Using FMEA to Reduce Risk in a NASA Program

Download a PDF copy.

Due to the sensitive nature of many NASA programs, the client name and design details are not provided in this case study.

This case involves FMEA training that was funded by a Massachusetts Workforce Development grant. Quality Support Group wrote and secured the grant for the client and they engaged me to provide the training. The client in this case specializes in the development and production of instruments and assemblies for space and other airborne applications. They had been engaged by a major customer to develop a subsystem for an upcoming NASA program. That customer required that Failure Mode & Effects Analysis (FMEA) be deployed as a part of the project.

Major potential risks had to be identified and prevented to assure not only a robust design that could survive the stress and vibration of launch, but also deliver long-term reliability for consistent performance over an extended period of time in space. The client reached out to Quality Support Group for assistance and, as noted previously, QSG secured funding for the training with a state Workforce Development Grant and assigned the project to me.

I planned the project and training as follows:

  1. Heavy emphasis on preparation.
  2. Several discussions with the client’s program manager prior to the training to get a solid understanding of their project, their needs, and who would be attending the training.
  3. These preliminary steps are critical to assure a maximum return on the client’s time that they invest in the training.
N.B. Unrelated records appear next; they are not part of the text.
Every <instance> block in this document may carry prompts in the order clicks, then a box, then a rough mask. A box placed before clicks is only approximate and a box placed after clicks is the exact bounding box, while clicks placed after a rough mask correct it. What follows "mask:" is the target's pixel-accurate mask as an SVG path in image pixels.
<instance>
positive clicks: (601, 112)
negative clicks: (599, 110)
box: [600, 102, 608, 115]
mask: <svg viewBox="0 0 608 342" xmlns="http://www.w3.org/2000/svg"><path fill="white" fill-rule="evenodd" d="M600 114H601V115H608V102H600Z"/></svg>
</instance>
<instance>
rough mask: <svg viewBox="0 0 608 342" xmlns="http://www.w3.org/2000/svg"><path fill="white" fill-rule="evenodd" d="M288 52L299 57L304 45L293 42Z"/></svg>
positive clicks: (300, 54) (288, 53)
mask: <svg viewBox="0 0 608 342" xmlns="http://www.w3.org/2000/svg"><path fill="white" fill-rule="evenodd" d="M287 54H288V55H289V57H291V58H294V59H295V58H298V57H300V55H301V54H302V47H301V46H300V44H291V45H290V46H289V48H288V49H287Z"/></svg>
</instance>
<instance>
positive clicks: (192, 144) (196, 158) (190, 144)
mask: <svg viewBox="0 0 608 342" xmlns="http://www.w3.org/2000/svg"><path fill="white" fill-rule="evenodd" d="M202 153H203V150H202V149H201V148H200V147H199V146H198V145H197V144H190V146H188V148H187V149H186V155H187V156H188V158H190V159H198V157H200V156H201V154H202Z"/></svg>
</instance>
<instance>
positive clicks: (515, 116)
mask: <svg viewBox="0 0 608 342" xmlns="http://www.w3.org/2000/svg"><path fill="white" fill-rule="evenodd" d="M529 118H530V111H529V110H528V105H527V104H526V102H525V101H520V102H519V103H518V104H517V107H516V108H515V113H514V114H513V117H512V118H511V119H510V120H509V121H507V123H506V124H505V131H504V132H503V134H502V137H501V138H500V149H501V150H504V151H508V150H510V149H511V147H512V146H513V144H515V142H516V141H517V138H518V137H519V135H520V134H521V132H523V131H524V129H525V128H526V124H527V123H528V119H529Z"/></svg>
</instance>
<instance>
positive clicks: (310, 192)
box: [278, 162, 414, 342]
The solution in this case involved the delivery of my standard two-day FMEA workshop in January 2019. This included three rounds of applied design and process FMEA by three cross-functional teams of the client’s staff who were working on the project. Each “round” consisted of:

  1. Identifying one failure mode that could affect their selected design or process.
  2. Listing effects, causes, and design or process controls for each failure mode.
  3. Ranking on a 1-10 scale the severity of the effects (S), probability of occurrence of each cause-failure mechanism (O), and the likelihood of detection of each cause-failure mechanism (D).
  4. Calculating the risk priority number (RPN) of each cause-failure mechanism, determined by the product of the severity, occurrence, and detection rankings (S x O x D).
  5. Listing recommended actions for each RPN greater than 100.
  6. For each agreed-upon recommended action, identifying the person or group responsible and a target date for completion (because action plans without responsibilities and target dates aren’t plans!).

One month later, I returned to the client's site for a one-day “follow-up” session with the teams. The agenda for this type of follow-up session is very simple:

Morning

  1. Review of progress on agreed-upon actions generated in the Design FMEA applications the previous month.
  2. Two more rounds of Design FMEA (from failure mode to recommended actions) on the selected designs.

Afternoon

  1. Review of progress on agreed-upon actions generated in the Process FMEA applications the previous month.
  2. Two more rounds of Process FMEA (from failure mode to recommended actions) on the selected processes. Although the final design review had not yet occurred, there were still process risks facing the teams in an upcoming pilot production run.


Timeline and Results

Initial conversations were held with the project manager during November and December 2018. The two-day workshop was delivered in January 2019 and the follow-up session occurred one month later. Total timeline was about three months. The client’s teams completed thirteen rounds of Design FMEA and eight rounds of Process FMEA (from failure mode through recommended actions) on the current project. Recall that the client’s customer required that FMEA be used as a condition of the contract.

FMEA and other techniques, however, should never be applied with just a “compliance mentality” (i.e.,we’re doing this because it’s required by contract, by customer, by regulation, or by our own quality management system). This too often results in a “check-the-box” approach that does not benefit the project.

In this case, although the initial reason for scheduling the training was because the customer required FMEA for the project, the applications resulted in an improved design to reduce risk - the real reason for applying FMEA!

One of the failure modes identified in January ended up with a risk priority number (RPN) greater than 700. If the failure mode were to occur, it would result in mission failure (i.e., loss of primary function). The team agreed on action items to consider a change to the design and to develop better tests and design controls.

One month later, the actions had been taken and documented. In accordance with the FMEA methodology, the team re-calculated the RPN and it came out to 64 – a clearly documented and substantial reduction in risk.

Beyond the impressive reduction in the RPN, the project manager also reported an unexpected and very high level of enthusiasm about FMEA among the engineers and others involved in the project. One team leader noted during the follow-up session that, if they had applied FMEA earlier in the project, he was confident that they would be further ahead of schedule. Therefore, if management supports the timely and effective application of FMEA in future projects, they can reasonably expect a reduction in design and development lead time and costs. Once again, this is the real reason for using FMEA – not merely to “comply.”